In the face of Russia's continuing attack on Ukraine, Sen. Ben Sasse, R-Neb., is calling for Russia to be removed from Interpol, an international agency that helps coordinate law enforcement in 195 countries.
Although the Biden administration has echoed other Western allies in pressing for Russia's suspension from Interpol, the agency has not denied Moscow access to its databases, due to its stated commitment to "neutrality," National Review reports.
It has pledged instead to apply "heightened supervision and monitoring measures in relation to Russia."
In a letter to Attorney General Merrick Garland and Secretary of State Antony Blinken, obtained by National Review, Sasse called Interpol's pledge "a small step in the right direction," but criticized it as inadequate to "to protect Interpol against potential abuses by the Russian government or to ensure that Russia does not exploit Interpol's intelligence-sharing function to further harm the people of Ukraine."
Sasse goes on to say that Russia and China have reportedly used the agency to target domestic political opponents.
According to The Atlantic, Interpol was used against financier and Putin critic Bill Browder six separate times as of 2018.
China's abuse of the agency has led to "prolonged detention and arbitrary arrest … of activists and persecuted ethnic or religious minorities abroad," as well as "harassment and intimidation of political dissidents," according to a Safeguard Defenders report published last November.
The "improper use of Interpol notices" has also caused "fugitives" to return "voluntarily," the report said.

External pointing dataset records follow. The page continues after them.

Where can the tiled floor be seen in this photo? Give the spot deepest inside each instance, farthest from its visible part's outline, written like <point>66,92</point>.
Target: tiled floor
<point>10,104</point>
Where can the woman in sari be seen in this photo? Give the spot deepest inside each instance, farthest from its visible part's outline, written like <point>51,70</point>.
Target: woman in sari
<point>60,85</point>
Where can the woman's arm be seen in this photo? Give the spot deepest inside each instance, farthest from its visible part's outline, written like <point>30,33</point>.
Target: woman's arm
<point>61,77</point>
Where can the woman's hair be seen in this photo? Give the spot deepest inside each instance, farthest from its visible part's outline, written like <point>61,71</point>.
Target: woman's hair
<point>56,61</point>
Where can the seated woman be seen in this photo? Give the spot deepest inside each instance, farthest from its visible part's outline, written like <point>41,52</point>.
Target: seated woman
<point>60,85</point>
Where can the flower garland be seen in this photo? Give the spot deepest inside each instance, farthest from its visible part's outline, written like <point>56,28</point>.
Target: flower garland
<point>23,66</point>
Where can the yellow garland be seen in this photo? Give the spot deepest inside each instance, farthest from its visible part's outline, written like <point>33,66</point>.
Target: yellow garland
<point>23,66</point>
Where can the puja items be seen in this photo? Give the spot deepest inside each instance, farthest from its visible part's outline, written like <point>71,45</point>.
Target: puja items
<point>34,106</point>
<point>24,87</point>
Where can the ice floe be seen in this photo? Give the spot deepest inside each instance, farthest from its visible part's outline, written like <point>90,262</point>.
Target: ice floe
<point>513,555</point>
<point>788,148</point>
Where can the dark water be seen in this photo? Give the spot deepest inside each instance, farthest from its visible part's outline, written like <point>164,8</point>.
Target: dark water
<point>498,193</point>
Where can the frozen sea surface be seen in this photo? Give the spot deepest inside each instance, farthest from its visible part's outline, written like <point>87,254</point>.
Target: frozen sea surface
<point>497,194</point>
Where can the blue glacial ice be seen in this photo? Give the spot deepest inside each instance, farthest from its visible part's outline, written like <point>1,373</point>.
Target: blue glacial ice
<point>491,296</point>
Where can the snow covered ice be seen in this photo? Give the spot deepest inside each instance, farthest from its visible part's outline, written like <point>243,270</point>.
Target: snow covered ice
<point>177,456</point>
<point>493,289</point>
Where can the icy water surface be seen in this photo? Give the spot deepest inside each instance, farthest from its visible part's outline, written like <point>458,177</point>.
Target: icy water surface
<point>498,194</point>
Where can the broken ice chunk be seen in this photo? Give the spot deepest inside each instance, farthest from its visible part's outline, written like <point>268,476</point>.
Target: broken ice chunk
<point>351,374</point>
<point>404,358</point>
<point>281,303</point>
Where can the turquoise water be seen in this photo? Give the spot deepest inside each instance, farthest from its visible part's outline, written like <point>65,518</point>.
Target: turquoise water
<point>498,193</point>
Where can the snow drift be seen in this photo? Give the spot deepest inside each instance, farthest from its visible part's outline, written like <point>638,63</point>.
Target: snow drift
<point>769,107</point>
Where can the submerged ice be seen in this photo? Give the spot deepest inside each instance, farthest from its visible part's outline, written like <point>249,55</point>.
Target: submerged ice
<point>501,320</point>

In his letter, Sasse also asks Garland and Blinken what specific steps they have taken to deliver on "the Attorney General's call to remove Russia from Interpol," what steps "the DOJ and State have taken to substantiate the security and safety concerns that Russia poses by its participation in Interpol," and whether the Biden administration has been coordinating with the other "Five Eyes" members to remove Russia.
The Five Eyes are the United States, Britain, Canada, Australia and New Zealand, and they have shared much of the intelligence they gather for the past 75 years through the alliance, according to The New York Times.
Sasse requested a response within 21 days, National Review reports.
"Now is the time for freedom-loving countries committed to the rule of law to act and ensure Vladimir Putin no longer has a voice, vote, and influence in international law enforcement organizations," the senator said.